Sem anúncio, a porta do meu quarto abriu-se e, parado sob o portal, estava Lúcio com um sorriso, no mínimo, malicioso. Enxerguei-o pelo espelho da penteadeira. Estava trançando meus cabelos.
- O que você quer? – perguntei ríspida e, lembrando-me da oferta de quinhentos galeões, tive vontade de esganá-lo.
- Conversar.
- Se não se importa, só passei em casa para comer algo. – levantei-me.
- Pare de fingir que está arredia. – puxou-me pelo braço.
- Não estou fugindo porra nenhuma. Me solta. – e ele não soltou. – Me... SOLTA! – gritei. – Estou na minha casa e você não tem o direi... – aproximou-me com força de seu corpo. – ...to de... de... – perdi as palavras, os sentidos, os pensamentos, a força. A voz, o chão, o controle.

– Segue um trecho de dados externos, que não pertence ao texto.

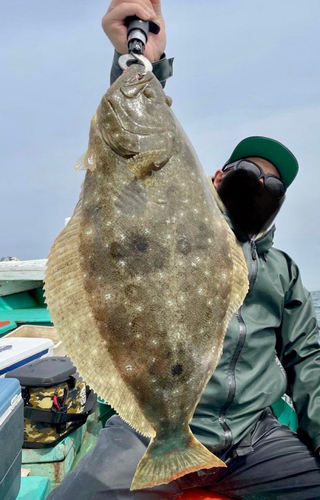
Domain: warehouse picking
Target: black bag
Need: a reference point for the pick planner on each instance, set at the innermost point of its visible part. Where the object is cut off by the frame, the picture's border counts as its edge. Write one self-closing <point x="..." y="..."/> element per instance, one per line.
<point x="56" y="400"/>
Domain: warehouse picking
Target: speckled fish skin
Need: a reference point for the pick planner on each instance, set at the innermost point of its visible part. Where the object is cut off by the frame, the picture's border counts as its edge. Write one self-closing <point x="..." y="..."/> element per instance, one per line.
<point x="142" y="282"/>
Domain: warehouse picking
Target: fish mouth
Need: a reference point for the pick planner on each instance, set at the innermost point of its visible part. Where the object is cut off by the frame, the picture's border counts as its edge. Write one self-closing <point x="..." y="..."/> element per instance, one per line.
<point x="122" y="125"/>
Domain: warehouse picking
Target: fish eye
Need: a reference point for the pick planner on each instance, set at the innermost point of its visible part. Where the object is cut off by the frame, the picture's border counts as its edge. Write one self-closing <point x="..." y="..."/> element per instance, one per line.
<point x="149" y="93"/>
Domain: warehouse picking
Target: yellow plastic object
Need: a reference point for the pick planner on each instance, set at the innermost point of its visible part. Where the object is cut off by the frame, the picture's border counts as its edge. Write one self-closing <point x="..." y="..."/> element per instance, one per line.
<point x="199" y="494"/>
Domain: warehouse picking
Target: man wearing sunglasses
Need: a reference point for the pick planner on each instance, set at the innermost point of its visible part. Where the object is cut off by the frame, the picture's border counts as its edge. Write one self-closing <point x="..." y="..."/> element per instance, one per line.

- Uma única, única palavra sua, pode mudar meu casamento, o seu e o futuro de três pessoas. – eu respirava angustiada. – Só depende de você.

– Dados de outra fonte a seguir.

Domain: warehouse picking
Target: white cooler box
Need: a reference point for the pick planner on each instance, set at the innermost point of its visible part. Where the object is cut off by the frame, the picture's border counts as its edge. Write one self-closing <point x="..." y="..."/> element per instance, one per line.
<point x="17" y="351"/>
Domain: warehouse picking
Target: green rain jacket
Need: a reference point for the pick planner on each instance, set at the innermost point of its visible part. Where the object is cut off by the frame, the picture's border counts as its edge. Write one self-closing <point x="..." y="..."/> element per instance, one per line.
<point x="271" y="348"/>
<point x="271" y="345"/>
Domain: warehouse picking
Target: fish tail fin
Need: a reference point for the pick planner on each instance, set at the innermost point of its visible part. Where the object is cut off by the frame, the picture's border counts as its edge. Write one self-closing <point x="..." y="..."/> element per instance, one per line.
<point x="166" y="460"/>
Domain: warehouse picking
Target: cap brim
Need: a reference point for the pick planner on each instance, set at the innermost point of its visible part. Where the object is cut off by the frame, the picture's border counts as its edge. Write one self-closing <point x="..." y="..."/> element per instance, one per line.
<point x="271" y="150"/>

- Não, não depende de mim, Lúcio. Pare de tentar acender coisas que já são cinzas...
- Para mim não são cinzas. – ele me largou.
- Pois para mim, são! – disse ressentida. – Você vai se casar em menos de 3 meses... e eu estou noiva! – ergui o anelar esquerdo. – Noiva, Lúcio.
- Eu nunca pensei que vocês fossem chegar tão longe. – encarei o chão durante um bom tempo enquanto ele falava e falava. Eu não escutei nem metade, e nem tenho curiosidade de saber do que ele tanto falava. – Bom, Ray... eu tentei. Pela última vez.
- Tentou pela última vez transar comigo. E pela não-primeira nem última vez lhe digo: eu não cedo mais.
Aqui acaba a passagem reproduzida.